Okay, I'm aware of the idea of making all of the allocated blocks a
power-of-2 size. I hadn't known that was called "buddy system." I'll
read up it, starting with those articles that you mentioned.

> >Be sure to provide support for my ALLOCATION word! That is a huge help
> >to the user. See my novice package for more on this. Also, read this
> >article:
> >http://www.forth.org/novice.pdf

> >...

> >Why do you want to track allocated blocks??? The only reason would be
> >for GC, but that is very un-Forth-like. You really don't have a good
> >way to track what blocks are still in use (neither a reference count
> >nor yet searching through the allocated blocks for any that aren't
> >referenced), as Forth doesn't distinguish pointers in any way --- they
> >are just a value on the stack, and they can't be distinguished from
> >integers.
>
> >I wouldn't mess with tracking allocated blocks at all --- just leave
> >it up to the user to deallocate memory blocks when they are no longer
> >in use.
>
> I need to track allocated blocks so that I know how much memory to free and
> which buddies to merge if any.
>
> When the user calls a 'free' word with a single address of the allocated
> region, the memory allocator needs to know how big the memory block is so
> that it can return the correct amount of memory to the free list(s). With a
> buddy system the memory allocator also needs to calculate the address of the
> memory block's buddy so that the two blocks can be merged if necessary. You
> need to know the size of the block so that you can work out where the buddy
> block starts.

Well, you don't need to keep track of the allocated blocks to do this.
You wouldn't want to anyway, as that would involve searching through a
list or whatever to find it, which is slow.

If you are going to support ALLOCATION (please do!), then you have
killed two birds with one stone. At the front of every allocated block
you have the size of the block (which is a power of two). This tells
you where the buddy is (immediately after it) and how big the buddy
is.

Note that it is okay to store the size of the memory-block (a power-
of-2 in your case) rather than the size that the user requested (which
is <= to what he got). I use ALLOCATION primarily for CLONE-NODE that
clones a node in a list (or a tree or whatever). This needs ALLOCATION
so that it knows how much data to CMOVE from the original node to the
clone. If it moves more than necessary (more than the user originally
requested, but the amount that he actually got) that is okay --- this
would be slightly slower because CMOVE is moving some garbage data at
the tail that it doesn't strictly need to, but the speed difference is
so small as to be meaningless.

> I am going to be writing the allocator in ARM assembler, but I'm sure that I
> could back-port the algorithm to Forth if others would find it useful.

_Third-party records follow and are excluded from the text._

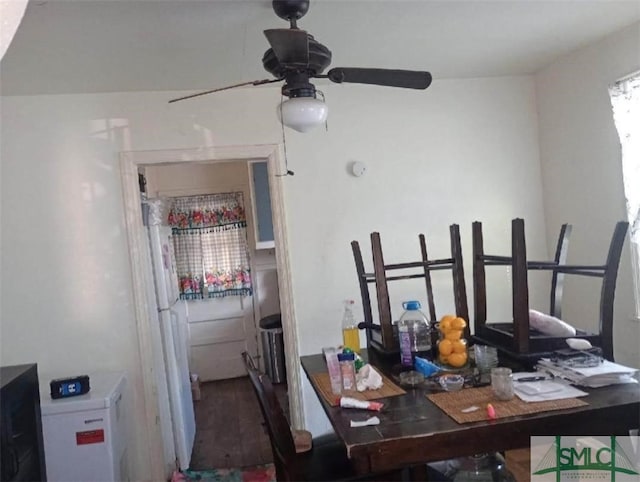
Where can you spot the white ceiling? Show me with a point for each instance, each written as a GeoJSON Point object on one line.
{"type": "Point", "coordinates": [81, 46]}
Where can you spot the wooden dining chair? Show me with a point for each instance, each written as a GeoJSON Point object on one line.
{"type": "Point", "coordinates": [380, 335]}
{"type": "Point", "coordinates": [326, 460]}
{"type": "Point", "coordinates": [515, 338]}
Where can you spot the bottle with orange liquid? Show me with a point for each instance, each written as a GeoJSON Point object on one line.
{"type": "Point", "coordinates": [350, 331]}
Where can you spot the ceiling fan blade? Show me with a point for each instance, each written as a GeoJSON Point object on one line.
{"type": "Point", "coordinates": [409, 79]}
{"type": "Point", "coordinates": [253, 82]}
{"type": "Point", "coordinates": [290, 45]}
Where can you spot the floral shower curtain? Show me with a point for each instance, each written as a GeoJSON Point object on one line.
{"type": "Point", "coordinates": [210, 236]}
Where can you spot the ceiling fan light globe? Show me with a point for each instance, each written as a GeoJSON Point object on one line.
{"type": "Point", "coordinates": [302, 114]}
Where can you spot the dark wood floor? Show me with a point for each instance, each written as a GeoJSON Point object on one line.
{"type": "Point", "coordinates": [230, 429]}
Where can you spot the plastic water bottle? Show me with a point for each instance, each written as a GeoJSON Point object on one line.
{"type": "Point", "coordinates": [414, 333]}
{"type": "Point", "coordinates": [350, 331]}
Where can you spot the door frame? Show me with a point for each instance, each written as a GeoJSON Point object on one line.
{"type": "Point", "coordinates": [130, 161]}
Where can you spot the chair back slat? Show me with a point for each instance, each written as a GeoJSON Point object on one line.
{"type": "Point", "coordinates": [609, 287]}
{"type": "Point", "coordinates": [557, 279]}
{"type": "Point", "coordinates": [380, 335]}
{"type": "Point", "coordinates": [278, 428]}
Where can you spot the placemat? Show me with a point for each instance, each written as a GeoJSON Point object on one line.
{"type": "Point", "coordinates": [452, 402]}
{"type": "Point", "coordinates": [388, 389]}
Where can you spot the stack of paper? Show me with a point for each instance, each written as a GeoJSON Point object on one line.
{"type": "Point", "coordinates": [531, 387]}
{"type": "Point", "coordinates": [606, 373]}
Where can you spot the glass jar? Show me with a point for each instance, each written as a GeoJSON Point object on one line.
{"type": "Point", "coordinates": [452, 346]}
{"type": "Point", "coordinates": [483, 468]}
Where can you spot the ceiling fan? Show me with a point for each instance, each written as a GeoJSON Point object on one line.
{"type": "Point", "coordinates": [295, 57]}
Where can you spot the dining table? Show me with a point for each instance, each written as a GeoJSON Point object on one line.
{"type": "Point", "coordinates": [414, 430]}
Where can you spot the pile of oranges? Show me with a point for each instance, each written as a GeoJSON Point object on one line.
{"type": "Point", "coordinates": [452, 347]}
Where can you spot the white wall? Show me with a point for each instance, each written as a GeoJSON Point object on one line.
{"type": "Point", "coordinates": [463, 150]}
{"type": "Point", "coordinates": [582, 174]}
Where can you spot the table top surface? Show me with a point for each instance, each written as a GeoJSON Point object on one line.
{"type": "Point", "coordinates": [413, 430]}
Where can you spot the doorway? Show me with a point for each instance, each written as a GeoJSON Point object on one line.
{"type": "Point", "coordinates": [213, 261]}
{"type": "Point", "coordinates": [130, 163]}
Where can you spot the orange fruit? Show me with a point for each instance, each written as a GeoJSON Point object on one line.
{"type": "Point", "coordinates": [445, 347]}
{"type": "Point", "coordinates": [453, 335]}
{"type": "Point", "coordinates": [457, 360]}
{"type": "Point", "coordinates": [459, 346]}
{"type": "Point", "coordinates": [458, 324]}
{"type": "Point", "coordinates": [444, 325]}
{"type": "Point", "coordinates": [447, 317]}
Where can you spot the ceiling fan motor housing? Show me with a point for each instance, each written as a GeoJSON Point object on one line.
{"type": "Point", "coordinates": [319, 59]}
{"type": "Point", "coordinates": [290, 9]}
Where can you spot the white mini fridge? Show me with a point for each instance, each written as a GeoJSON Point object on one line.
{"type": "Point", "coordinates": [84, 437]}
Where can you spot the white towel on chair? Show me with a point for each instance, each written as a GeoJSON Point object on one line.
{"type": "Point", "coordinates": [550, 325]}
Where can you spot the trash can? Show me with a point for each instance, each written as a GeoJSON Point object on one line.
{"type": "Point", "coordinates": [273, 348]}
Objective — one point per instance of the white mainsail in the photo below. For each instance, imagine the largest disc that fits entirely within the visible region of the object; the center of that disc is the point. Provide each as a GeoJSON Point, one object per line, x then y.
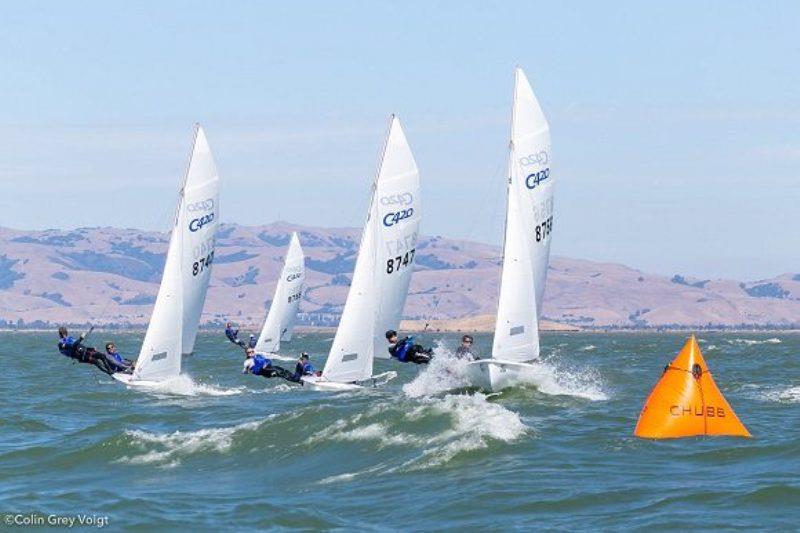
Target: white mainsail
{"type": "Point", "coordinates": [184, 283]}
{"type": "Point", "coordinates": [383, 267]}
{"type": "Point", "coordinates": [283, 311]}
{"type": "Point", "coordinates": [529, 221]}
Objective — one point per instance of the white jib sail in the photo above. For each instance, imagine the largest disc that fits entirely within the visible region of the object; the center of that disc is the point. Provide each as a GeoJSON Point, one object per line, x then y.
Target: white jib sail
{"type": "Point", "coordinates": [288, 292]}
{"type": "Point", "coordinates": [529, 223]}
{"type": "Point", "coordinates": [383, 267]}
{"type": "Point", "coordinates": [176, 315]}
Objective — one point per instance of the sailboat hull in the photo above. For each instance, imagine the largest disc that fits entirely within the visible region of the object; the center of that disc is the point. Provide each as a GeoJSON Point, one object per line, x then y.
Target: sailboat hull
{"type": "Point", "coordinates": [320, 383]}
{"type": "Point", "coordinates": [127, 379]}
{"type": "Point", "coordinates": [492, 375]}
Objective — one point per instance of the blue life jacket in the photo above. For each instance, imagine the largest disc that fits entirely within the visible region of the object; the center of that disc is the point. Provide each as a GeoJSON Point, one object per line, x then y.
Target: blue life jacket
{"type": "Point", "coordinates": [260, 363]}
{"type": "Point", "coordinates": [402, 349]}
{"type": "Point", "coordinates": [67, 346]}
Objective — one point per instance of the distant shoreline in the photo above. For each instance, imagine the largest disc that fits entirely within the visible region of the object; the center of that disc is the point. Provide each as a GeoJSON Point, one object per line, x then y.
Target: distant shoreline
{"type": "Point", "coordinates": [330, 330]}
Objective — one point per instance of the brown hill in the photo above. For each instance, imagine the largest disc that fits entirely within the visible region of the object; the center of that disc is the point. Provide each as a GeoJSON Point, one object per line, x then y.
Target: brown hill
{"type": "Point", "coordinates": [110, 276]}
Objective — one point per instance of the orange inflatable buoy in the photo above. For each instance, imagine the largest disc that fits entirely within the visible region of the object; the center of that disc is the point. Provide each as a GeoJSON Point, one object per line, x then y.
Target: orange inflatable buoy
{"type": "Point", "coordinates": [686, 402]}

You may want to look into Menuet. This is an OS written in NASM for
the x86. The 32-bit version is open-source and the 64-bit version does
not come with source-code but is freely available to use. I think
there is an ARM version also, but you would have to ask about this on
the forum:
http://www.menuetos.net/
I'm considering writing a Forth for Menuet --- that would be the first
high-level-language available for Menuet, as those guys normally write
everything in NASM and distain to use HLLs at all. They might use
Forth though, if I present Forth not as an HLL but rather as a wrapper
and a framework for assembly-language code (which is the way that I
thought of Forth in my Commodore-64 days).

Note that Menuet uses an old version of NASM.